# Height and Acceleration of a Satellite in Orbit

Homework Statement:
A satellite is designed to orbit earth at an altitude above its surface that will place it in a gravitational field with a strength of 4.5 N/Kg

a) Calculate the distance above the surface of the earth at which the satellite must orbit

b) Assuming the orbit is circular, calculate the acceleration of the satellite and its direction

c) at what speed must the satellite travel in order to maintain this orbit?
Relevant Equations:
Eg = Gme/r^2

me = mass of the earth
a)

Eg = Gme/r^2
r = √Gme/Eg
r = √[(6.67x10^-11 N*m^2*kg^2)(5.98x10^24 kg)]/(4.5 N/kg)
r = 9.41x10^6 m

h = r2 - r1
h = 9.41x10^6 m - 6.38x10^6 m
h = 3.03x10^6 m

that's over 3000 km. Did I not use for right equation? Is Eg not 4.5 N/kg?

Also for b), isn't the force of gravity the centripetal acceleration? so wouldn't it be the same equation? ac = Gme/r^2

and I don't know what it means by direction. isn't it accelerating in a circular motion? This one has really got me confused.

PeroK
Homework Helper
Gold Member
2020 Award
that's over 3000 km. Did I not use for right equation? Is Eg not 4.5 N/kg?

Also for b), isn't the force of gravity the centripetal acceleration? so wouldn't it be the same equation? ac = Gme/r^2

and I don't know what it means by direction. isn't it accelerating in a circular motion? This one has really got me confused.

Why do you think over 3000km is wrong?

Acceletration is a vector, and has a direction. What is the directioin for uniform circular motion?
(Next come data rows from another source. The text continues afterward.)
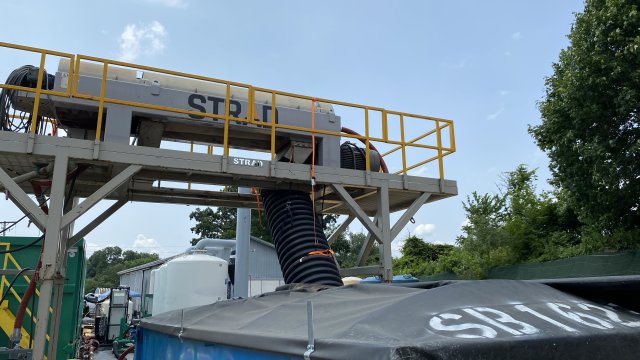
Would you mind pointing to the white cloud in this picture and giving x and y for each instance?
(170, 3)
(423, 230)
(495, 114)
(91, 247)
(142, 39)
(145, 244)
(460, 64)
Why do you think over 3000km is wrong?

Acceletration is a vector, and has a direction. What is the directioin for uniform circular motion?
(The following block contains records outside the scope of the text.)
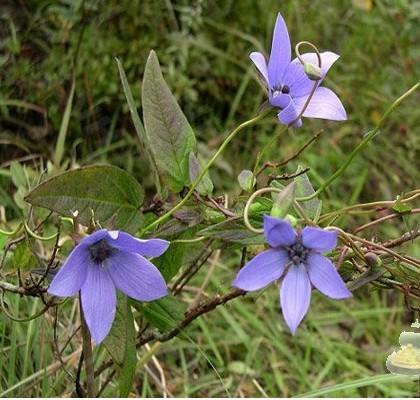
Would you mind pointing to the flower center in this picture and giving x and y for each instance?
(280, 89)
(298, 253)
(100, 251)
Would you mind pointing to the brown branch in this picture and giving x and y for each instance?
(270, 164)
(406, 237)
(190, 316)
(386, 217)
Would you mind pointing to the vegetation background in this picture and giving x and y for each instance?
(241, 349)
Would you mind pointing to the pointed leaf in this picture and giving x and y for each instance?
(109, 191)
(168, 132)
(205, 187)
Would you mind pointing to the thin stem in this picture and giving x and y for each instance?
(203, 172)
(11, 233)
(369, 136)
(248, 205)
(87, 355)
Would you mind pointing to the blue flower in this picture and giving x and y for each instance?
(289, 86)
(106, 261)
(298, 260)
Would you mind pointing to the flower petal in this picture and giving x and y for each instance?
(328, 58)
(259, 61)
(72, 275)
(278, 99)
(280, 52)
(94, 237)
(289, 114)
(325, 277)
(319, 239)
(136, 277)
(278, 232)
(263, 269)
(149, 248)
(295, 296)
(323, 104)
(298, 82)
(99, 301)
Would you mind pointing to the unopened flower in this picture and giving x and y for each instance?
(297, 259)
(288, 84)
(106, 261)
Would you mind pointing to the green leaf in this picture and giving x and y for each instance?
(205, 187)
(164, 313)
(168, 132)
(22, 258)
(138, 126)
(283, 201)
(177, 255)
(246, 180)
(109, 191)
(18, 175)
(304, 188)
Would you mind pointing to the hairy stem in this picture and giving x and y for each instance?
(87, 355)
(203, 172)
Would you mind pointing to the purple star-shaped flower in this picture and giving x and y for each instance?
(106, 261)
(298, 259)
(288, 84)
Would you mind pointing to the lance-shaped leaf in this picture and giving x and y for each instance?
(205, 186)
(169, 135)
(111, 193)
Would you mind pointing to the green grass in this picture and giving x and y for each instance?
(243, 348)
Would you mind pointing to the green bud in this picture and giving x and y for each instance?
(292, 219)
(312, 71)
(372, 260)
(283, 201)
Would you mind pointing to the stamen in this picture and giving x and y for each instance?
(100, 251)
(285, 89)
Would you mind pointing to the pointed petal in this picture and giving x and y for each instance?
(278, 232)
(323, 104)
(148, 248)
(263, 269)
(319, 239)
(280, 52)
(325, 277)
(259, 61)
(136, 277)
(99, 301)
(295, 296)
(328, 58)
(72, 275)
(278, 99)
(298, 82)
(94, 237)
(289, 114)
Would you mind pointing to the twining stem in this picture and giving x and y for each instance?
(203, 172)
(87, 355)
(369, 136)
Well in examples provided the satellites were much less. I guess I thought it should have been similar. And now that I say it, the direction of acceleration is towards the centre of the earth (?)

PeroK
Homework Helper
Gold Member
2020 Award
Well in examples provided the satellites were much less. I guess I thought it should have been similar. And now that I say it, the direction of acceleration is towards the centre of the earth (?)
Yes. That's what "centripetal" means.

By the way, you can get the radius by noticing that the gravitational force is inversely proportional to the square of the distance. So:

##\frac{r^2}{R^2} = \frac{g_R}{g_r}##

The force you were given was just under half the Earth's surface gravity, so ##r \approx 1.5 R##. ##R \approx 6,000km##, so ##h \approx 3,000 km## looks about right.